REPUBLIKA.CO.ID, DUBAI -- Pijak oposisi Bahrain, Sabtu (11/10) mengumumkan akan memboikot pemilihan perlemen yang menurut rencana diselenggarakan November, dengan mengatakan pemungutan suara itu akan memperkuat pemerintah "totaliter" Sunni di kerajaan itu.
Empat kelompok oposisi termasuk gerakan Syiah Al-Wefaq, berikrar akan melakukan "protes-protes damai" di Bahrain sampai tuntutan mereka bagi monarki konstitusional disetujui.
Bahrain tetap mengalami perpecahan sejak dilanda aksi protes-protes yang dipimpin mayoritas Syiah tahun 2011. Raja negara itu menetapkan pemilu bagi majelis rendah parlemen beranggotakan 40 orang pada 22 November, pemilihan pertama seperti itu sejak aksi protes-protes tahun 2011. Pemilihan kotapraja akan diselenggarakan secara serentak.
Al-Wefaq. yang memimpin gerakan protes terhadap pemerintah Sunni, meraih kemenangan tipis dalam pemilu tahun 2010. Tetapi kelompok itu menarik 18 anggota parlemennya setelah pemberontakan yang ditumpas oleh pemerintah Bahrain, satu sekutu penting Amerika Serikat dan anggota koalisi pimpinan AS dalam perang terhadap kelompok ISIS di Suriah dan Irak.

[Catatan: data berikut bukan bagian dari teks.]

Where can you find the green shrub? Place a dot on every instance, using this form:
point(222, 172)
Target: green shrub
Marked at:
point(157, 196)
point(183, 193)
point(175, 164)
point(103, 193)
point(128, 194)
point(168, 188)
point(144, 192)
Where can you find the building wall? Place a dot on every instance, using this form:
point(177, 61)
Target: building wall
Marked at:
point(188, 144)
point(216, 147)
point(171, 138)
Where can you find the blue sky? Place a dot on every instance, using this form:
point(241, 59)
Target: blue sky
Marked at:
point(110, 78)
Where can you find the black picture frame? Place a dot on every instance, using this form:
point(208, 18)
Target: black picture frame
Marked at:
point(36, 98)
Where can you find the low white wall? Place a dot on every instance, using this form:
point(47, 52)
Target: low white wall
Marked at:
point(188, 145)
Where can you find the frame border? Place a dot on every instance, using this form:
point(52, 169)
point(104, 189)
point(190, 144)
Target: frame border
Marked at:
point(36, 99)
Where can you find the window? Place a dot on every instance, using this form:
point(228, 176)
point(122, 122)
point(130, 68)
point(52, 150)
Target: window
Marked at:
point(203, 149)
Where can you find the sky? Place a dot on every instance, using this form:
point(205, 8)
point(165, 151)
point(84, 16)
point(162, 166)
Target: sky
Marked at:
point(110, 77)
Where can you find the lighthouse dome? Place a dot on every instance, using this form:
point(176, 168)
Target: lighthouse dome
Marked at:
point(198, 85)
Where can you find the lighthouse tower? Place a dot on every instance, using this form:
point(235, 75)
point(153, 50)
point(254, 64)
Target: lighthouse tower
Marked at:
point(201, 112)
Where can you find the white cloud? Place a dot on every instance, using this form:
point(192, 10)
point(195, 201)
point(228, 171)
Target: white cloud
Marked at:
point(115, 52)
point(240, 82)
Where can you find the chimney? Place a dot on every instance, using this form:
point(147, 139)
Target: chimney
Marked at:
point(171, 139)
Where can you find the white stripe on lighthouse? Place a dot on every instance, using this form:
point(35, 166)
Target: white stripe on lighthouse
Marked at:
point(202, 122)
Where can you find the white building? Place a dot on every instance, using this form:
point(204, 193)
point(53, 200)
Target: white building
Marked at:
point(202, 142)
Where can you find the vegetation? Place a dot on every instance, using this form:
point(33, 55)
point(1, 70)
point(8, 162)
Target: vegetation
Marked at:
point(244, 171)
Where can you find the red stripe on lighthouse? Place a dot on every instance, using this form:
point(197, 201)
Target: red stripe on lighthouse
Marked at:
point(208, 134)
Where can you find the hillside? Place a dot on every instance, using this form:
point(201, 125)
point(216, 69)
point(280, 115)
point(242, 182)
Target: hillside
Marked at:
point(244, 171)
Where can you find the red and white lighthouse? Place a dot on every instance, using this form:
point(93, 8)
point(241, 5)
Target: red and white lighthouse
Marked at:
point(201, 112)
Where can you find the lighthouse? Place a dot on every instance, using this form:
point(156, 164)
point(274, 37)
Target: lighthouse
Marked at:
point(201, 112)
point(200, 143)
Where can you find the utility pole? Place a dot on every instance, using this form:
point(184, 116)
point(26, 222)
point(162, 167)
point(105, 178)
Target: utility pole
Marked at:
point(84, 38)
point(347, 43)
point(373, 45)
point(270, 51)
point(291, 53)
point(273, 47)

Dalam satu pernyataan berbahasa Inggris yang diterima AFP, kelompok-kelompok oposisi mengecam pemilu itu sebagai "satu langkah otokrasi" oleh pemerintah dan mendesak rakyat Bahrain brgabung memboikotnya. "Kenyataan bahwa pemerintah telah membuat keputusan ini,itu adalah satu langkah baru otokrasi untuk mmpertahankan pemerintah yang totaliter," katanya.
Pernyataan itu menambahkan semua pihak di Bahrain harus terlibat "dalam perundingan dan dialog yang serius" sebelum pemilu. Satu usul oleh pihak pemerintah September untuk memulai kembali dialog nasional disambut sangat dingin oleh Al-Wefaq.